I’m guessing that Shopify stores the date in milliseconds but doesn’t provide that precision in the Order object from an orders query. I would prefer to (optionally) see the full precision in the Order object.
What I’m working on here is a polling strategy for new and updated orders. (Yes, I know about webhooks and may use them in the future.) The polling issue is that since Shopify doesn’t send milliseconds in the updatedAt value, to avoid missing any updates, my next poll has to start with the same second as the last update in the previous poll, meaning that I’ll have to re-process some orders.
Does anyone know how the milliseconds are rounded in the Order object?
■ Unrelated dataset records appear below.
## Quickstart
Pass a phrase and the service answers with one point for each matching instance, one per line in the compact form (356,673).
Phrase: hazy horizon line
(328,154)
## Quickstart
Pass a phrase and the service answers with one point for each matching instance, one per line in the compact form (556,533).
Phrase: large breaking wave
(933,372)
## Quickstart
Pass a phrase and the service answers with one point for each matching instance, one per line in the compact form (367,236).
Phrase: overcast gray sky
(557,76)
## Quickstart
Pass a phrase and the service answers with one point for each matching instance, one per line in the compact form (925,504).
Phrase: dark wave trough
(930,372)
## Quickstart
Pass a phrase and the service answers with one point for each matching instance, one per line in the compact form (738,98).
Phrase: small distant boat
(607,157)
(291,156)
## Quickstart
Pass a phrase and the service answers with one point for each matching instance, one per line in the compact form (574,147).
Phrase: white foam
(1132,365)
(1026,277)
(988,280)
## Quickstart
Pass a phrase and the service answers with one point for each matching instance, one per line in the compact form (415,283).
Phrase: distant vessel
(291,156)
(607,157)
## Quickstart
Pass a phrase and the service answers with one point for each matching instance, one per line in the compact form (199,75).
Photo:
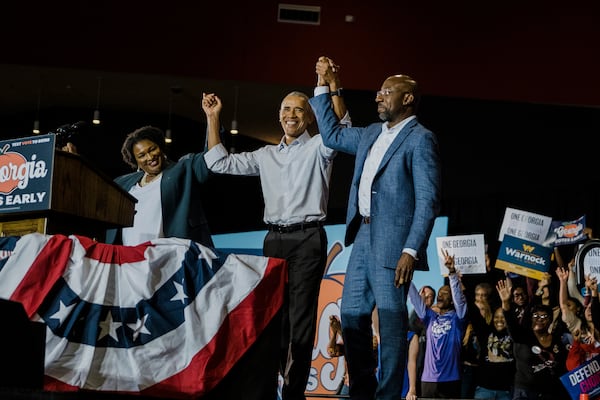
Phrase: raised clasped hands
(211,104)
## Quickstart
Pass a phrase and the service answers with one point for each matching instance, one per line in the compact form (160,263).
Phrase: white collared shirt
(294,177)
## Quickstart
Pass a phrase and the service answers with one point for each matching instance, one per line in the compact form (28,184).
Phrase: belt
(294,227)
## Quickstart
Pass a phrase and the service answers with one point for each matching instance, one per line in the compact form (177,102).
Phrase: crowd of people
(507,338)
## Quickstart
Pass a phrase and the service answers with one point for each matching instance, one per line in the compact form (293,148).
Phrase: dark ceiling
(470,57)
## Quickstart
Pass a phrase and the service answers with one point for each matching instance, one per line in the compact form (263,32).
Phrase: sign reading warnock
(26,173)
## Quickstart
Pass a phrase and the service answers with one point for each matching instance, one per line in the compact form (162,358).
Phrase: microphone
(67,132)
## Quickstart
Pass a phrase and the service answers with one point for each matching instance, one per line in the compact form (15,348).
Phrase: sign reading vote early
(26,173)
(524,257)
(583,379)
(468,252)
(525,225)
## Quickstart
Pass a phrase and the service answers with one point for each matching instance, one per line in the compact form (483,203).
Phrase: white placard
(468,252)
(525,225)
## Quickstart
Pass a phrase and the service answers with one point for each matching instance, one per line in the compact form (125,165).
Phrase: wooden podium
(83,201)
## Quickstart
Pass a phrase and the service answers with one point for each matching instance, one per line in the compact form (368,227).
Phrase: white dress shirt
(376,153)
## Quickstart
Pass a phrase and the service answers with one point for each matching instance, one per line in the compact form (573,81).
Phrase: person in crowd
(584,344)
(520,304)
(294,176)
(409,387)
(445,330)
(496,365)
(471,346)
(393,202)
(168,193)
(540,355)
(335,348)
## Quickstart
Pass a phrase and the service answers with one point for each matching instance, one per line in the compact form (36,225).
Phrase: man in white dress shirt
(294,176)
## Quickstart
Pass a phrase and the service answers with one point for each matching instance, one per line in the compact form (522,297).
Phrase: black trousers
(306,254)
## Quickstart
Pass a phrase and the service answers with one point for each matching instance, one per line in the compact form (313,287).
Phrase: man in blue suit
(394,200)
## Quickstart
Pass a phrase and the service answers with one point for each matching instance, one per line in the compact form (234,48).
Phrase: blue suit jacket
(405,197)
(182,212)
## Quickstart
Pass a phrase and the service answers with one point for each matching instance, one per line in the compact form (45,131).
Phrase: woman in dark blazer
(168,192)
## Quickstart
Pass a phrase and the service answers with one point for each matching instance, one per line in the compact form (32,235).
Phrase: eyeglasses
(540,316)
(386,92)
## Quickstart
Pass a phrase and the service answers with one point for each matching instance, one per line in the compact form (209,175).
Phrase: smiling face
(520,296)
(149,157)
(499,320)
(444,298)
(540,320)
(295,116)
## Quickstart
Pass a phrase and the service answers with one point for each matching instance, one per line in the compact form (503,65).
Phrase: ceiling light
(234,130)
(96,120)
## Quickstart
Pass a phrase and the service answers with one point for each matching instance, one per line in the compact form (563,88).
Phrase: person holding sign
(540,356)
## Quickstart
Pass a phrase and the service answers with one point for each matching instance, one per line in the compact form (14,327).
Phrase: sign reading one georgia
(26,173)
(468,252)
(525,225)
(587,261)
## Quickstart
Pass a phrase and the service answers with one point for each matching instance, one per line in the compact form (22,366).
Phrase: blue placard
(583,379)
(26,173)
(524,257)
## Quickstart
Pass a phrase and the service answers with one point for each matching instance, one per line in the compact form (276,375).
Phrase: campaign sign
(587,261)
(525,225)
(468,252)
(567,232)
(583,379)
(524,257)
(26,173)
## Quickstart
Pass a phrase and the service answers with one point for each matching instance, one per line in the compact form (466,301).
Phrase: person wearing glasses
(540,356)
(393,202)
(294,176)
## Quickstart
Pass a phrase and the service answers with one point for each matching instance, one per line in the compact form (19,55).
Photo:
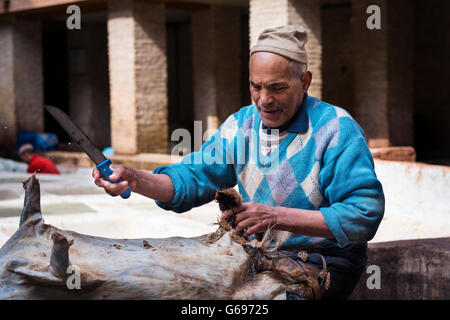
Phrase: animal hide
(42,262)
If that is predictable, then I could rely on it to avoid reprocessing.
E.g. if .499 is always rounded down and .500 is always rounded up, then my query could be :>= seconds.500.
Hey @Mitchell_Claborn, I looked in to this and the behaviour you are seeing is expected.
There isn’t rounding happening, but moreso if you’re requesting everything after 2025-03-13T16:04:28 the time used will be 2025-03-13T16:04:28.000. The reason for this is to ensure all orders within the same second are captured.
The easiest solution since you are using a range is to use a specific date for :< so you know where to start with your next query, instead of relying on the timestamp of the last returned order.
I did some testing and looked in to our logs, and “now” appears to resolve to microsecond precision.
For your polling strategy, using specific timestamps instead of “now” is definitely the better approach. Since “now” gives you unpredictable microsecond precision, your workaround of tracking the exact updatedAt timestamp of your last processed order and adding .999Z milliseconds gives you consistent, repeatable boundaries between polling cycles. This eliminates any uncertainty about which orders were already processed.